第189話 のどかな旅路
トーレス商会本部のあるサルマーへの道のりは特に険しいものではない。
ただ、とにかく長い。
延々と田舎道を進み、気がつけば荷台にいたシェルニ、フラヴィア、ケーニル、ザラ、そしてフィーユまでもが寝てしまった。
確かに今日は暖かくて思わずウトウトしてしまうが、御者を務める俺としては、寝るわけにもいかない。

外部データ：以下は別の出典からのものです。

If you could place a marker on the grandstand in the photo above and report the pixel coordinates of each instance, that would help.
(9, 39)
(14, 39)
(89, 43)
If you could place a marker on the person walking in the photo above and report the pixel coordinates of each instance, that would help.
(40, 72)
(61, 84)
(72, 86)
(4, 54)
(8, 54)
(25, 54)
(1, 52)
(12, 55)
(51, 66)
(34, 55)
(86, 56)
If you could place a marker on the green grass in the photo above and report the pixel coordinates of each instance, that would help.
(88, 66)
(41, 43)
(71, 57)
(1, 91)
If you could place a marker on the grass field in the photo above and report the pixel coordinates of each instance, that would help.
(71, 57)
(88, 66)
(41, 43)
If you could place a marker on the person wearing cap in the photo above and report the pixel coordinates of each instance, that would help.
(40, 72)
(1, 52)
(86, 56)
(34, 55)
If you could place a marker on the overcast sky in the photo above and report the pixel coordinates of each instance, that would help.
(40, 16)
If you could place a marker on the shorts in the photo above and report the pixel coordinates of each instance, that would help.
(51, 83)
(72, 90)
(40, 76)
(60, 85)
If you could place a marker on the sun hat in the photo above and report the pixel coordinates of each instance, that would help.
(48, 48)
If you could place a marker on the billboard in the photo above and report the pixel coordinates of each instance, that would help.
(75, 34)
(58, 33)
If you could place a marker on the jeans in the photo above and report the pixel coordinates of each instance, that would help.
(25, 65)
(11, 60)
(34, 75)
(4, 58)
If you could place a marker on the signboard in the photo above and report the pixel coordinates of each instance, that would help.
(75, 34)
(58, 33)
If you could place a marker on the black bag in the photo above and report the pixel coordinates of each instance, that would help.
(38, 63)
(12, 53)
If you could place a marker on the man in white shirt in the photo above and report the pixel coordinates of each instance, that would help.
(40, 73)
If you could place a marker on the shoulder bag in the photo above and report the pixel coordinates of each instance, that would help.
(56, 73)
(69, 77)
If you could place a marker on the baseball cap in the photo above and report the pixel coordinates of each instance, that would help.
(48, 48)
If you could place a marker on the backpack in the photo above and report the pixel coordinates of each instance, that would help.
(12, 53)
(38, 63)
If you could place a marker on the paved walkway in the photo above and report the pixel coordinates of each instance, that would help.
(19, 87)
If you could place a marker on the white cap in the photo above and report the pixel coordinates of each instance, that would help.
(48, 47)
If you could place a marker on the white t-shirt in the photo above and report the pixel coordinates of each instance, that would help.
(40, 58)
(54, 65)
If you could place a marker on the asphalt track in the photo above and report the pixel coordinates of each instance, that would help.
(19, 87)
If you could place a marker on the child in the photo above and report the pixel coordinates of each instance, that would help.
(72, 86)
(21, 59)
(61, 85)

そんな俺の視界の端っこで、赤いツインテールが揺れている。
「まったく、みんな緊張感がないわね」
「目的地までずっと遠いし、まだのんびりしていていいと思うよ」
「でも、アルヴィンがずっと起きているのに……」
「俺のことは気にしなくてもいいよ」
「けど……」
唯一起きているレクシーは俺のことを心配してくれていたのか。
「しかし、そうしていると、レクシーはみんなのお母さんって感じがするなぁ」
「お母さん……」
む。
表現を誤ったかな。
レクシーが黙ってしまい、気まずい沈黙が流れる。……間違えたなぁ。レクシーだってまだ十代の女の子だ。お母さんって言うよりもここはお姉さんの方がよかったか。あと、年齢的にも普段の振る舞い的にも、お母さんはどちらかというとフラヴィアなのかもしれない。
「あ、あの、レクシー?」
「何?」
「さっきのことだけど……」
「さっきの? ――ああ、みんなの母親の件ね。なんていうか、みんなまだまだ子どもだからねぇ。社会人歴の長いあたしがお母さんっぽくなっても仕方がないかなぁって」
あれ?
怒っていると思ったが、むしろ口調は軽快だ。……逆に、なんか喜んでいる?
「あたしが母親ということは……当然、アルヴィンがお父さんってことよね?」
「えっ!?」
……なるほど。
そう返してきたか。
「シェルニとザラが娘で、フラヴィアとケーニルは……愛人?」
「そこは姉じゃないのか……」
よりによって、なんで愛人なんだ。
――というツッコミをしようと思ったら、
「すぅ、すぅ……」
静かな寝息を立てて、レクシーも寝てしまった。
「やれやれ」
あんな風に言っていた割には、早い寝落ちだったな。
「さて……みんなが起きないように気をつけないとな」
ある意味、モンスターや野盗に襲われるよりも厄介な展開だな、こりゃ。
俺は苦笑いを浮かべつつ、のどかな田舎道をのんびり進むのだった。
◇◇◇
夕暮れを迎える前に、今日の宿泊先であるビージャン村へと到着。
その頃になると、全員お昼寝から目覚めていた。
「くっ……わたくしとしたことが、暖かな日差しに負けて眠ってしまうなどと……」
悔しそうに拳を握るフラヴィア。
熟睡していたものなぁ。
「日頃の疲れが出たんだよ、きっと」
「それを言うなら、アルヴィンさんの方が……」
「うーん……ガナードたちといた頃の方が激務だったからなぁ」
「あっ」
俺がガナードの名を出すと、フラヴィアが「しまった」という感じに口を手で覆った。
……いや、しまったっていうなら俺の方か。
「でも、あの頃とは疲労の質が違うからね。ちゃんと休めば、疲れはその日のうちに取れて尾を引かないよ」
「そ、そうなんですか?」
上目遣いに尋ねてくるフラヴィア。
……この行為が天然で出来る辺り、フラヴィアは末恐ろしい資質を感じる。
とりあえず、俺たちは村の宿屋へと向かう。
ここは大都市同士を結ぶ中間地点にある村というだけあって、宿泊施設が充実しているんだよな。
「それにしても……やけに人が多いような」
普段の客足を知らないが、村の規模に対して人の数が多い。
その辺の事情も、宿屋で聞いてみるとするか。
――が、このあとにとんでもないトラブルが待ち受けていようとは、この時まったく気づいていなかったのである。